Wednesday, January 14, 2009

official admits that government -- uh....

I believe it was Bill Boyarsky who, many years ago, wrote a column about his early days at the Los Angeles Times in which he discussed that paper's former ban of the highly impolite word "rape." The preferred euphemism? "Criminal assault." Boyarsky remembered writing a story that said a woman was (I'm approximating the quote) "thrown down the stairs, kicked in the face, beaten with a lead pipe, and slammed repeatedly into the pavement, but she was not criminally assaulted."

So I have to wonder how the AP will handle this story.

1 Comments:

At 12:10 PM , Anonymous Mojo said...

So I have to wonder how the AP will handle this story.
No need to wonder. They found the perfect approach.

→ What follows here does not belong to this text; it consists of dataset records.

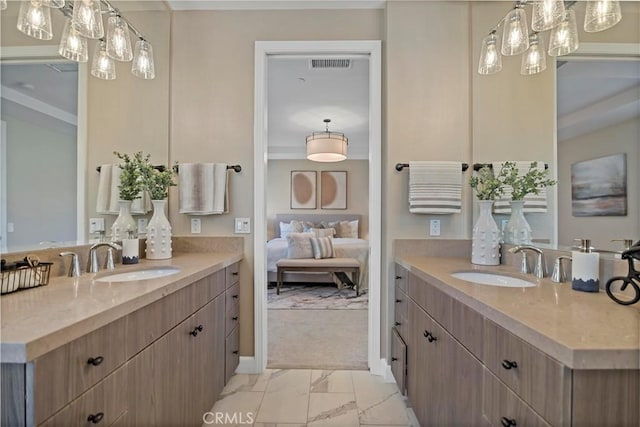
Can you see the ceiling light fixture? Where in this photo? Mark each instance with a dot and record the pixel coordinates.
(327, 146)
(555, 15)
(84, 22)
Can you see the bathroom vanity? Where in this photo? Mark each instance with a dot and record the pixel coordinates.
(473, 354)
(148, 352)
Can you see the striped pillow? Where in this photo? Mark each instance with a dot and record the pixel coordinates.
(322, 247)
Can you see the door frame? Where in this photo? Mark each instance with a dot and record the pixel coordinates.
(372, 48)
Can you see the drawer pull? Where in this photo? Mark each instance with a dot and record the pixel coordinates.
(95, 361)
(508, 422)
(508, 364)
(95, 418)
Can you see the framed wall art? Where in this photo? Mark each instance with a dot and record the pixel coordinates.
(333, 185)
(303, 190)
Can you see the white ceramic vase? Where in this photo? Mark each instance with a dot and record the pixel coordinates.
(124, 225)
(518, 230)
(158, 233)
(485, 245)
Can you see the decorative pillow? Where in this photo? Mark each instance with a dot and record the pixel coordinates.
(322, 247)
(323, 232)
(291, 227)
(299, 245)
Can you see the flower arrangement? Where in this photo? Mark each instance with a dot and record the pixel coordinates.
(530, 183)
(131, 180)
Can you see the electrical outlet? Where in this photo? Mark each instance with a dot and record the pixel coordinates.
(243, 225)
(434, 229)
(95, 225)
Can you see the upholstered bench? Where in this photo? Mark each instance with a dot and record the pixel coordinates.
(328, 265)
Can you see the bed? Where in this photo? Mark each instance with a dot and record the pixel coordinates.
(356, 248)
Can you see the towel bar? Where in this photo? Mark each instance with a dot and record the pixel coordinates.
(400, 166)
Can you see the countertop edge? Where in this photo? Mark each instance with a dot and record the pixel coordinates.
(25, 352)
(587, 359)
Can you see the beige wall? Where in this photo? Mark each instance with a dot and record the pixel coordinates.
(279, 191)
(621, 138)
(212, 102)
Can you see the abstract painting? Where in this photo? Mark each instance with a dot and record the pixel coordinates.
(599, 186)
(303, 189)
(333, 185)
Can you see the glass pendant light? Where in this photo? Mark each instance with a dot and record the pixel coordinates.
(490, 59)
(118, 39)
(564, 37)
(515, 35)
(72, 45)
(102, 66)
(545, 14)
(534, 59)
(601, 14)
(34, 19)
(87, 14)
(142, 65)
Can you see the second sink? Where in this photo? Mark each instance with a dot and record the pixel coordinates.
(492, 279)
(142, 274)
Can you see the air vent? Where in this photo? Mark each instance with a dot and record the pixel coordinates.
(330, 63)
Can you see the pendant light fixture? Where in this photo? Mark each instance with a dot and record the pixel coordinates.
(327, 146)
(601, 15)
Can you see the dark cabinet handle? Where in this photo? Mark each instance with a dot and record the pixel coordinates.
(197, 329)
(508, 364)
(95, 361)
(507, 422)
(95, 418)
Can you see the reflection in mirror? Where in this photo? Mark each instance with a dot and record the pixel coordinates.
(39, 154)
(598, 103)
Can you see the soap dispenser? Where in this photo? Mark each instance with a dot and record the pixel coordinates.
(585, 268)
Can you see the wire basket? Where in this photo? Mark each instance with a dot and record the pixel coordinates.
(20, 276)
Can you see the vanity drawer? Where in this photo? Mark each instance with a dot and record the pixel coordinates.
(66, 372)
(401, 312)
(106, 402)
(233, 274)
(402, 278)
(500, 406)
(232, 354)
(539, 380)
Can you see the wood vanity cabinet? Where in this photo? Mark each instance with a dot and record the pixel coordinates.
(164, 364)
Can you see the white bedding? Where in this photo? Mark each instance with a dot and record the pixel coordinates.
(343, 247)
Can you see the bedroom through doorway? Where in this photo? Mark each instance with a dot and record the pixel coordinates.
(317, 319)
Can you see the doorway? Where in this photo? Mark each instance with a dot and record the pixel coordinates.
(262, 52)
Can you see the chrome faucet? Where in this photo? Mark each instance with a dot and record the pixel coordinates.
(539, 270)
(93, 256)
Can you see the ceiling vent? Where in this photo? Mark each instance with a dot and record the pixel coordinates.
(330, 63)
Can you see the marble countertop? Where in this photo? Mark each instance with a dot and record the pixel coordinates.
(35, 321)
(581, 330)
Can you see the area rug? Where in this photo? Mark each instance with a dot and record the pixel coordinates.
(315, 296)
(317, 339)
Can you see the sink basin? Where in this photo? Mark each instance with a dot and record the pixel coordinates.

The story is titled, "White House answers judge's finding of US torture". But after several paragraphs describing the torture and quoting the judge saying it was torture, in an article about the judges "finding" of torture, they proceed to write "The alleged torture...". And how did the White House "answer the judges finding"? "Dana Perino defended the president's anti-terrorism policy, without directly addressing Crawford's assessment." They added, "Pentagon spokesman Bryan Whitman also had no direct comment on Crawford's comments".
So the answer is to emphasize the response rather than the finding of torture (making the actual finding instant old news), continue to refer to it as alleged torture although the judge made a finding, and pretend that refusal to answer is an actual response.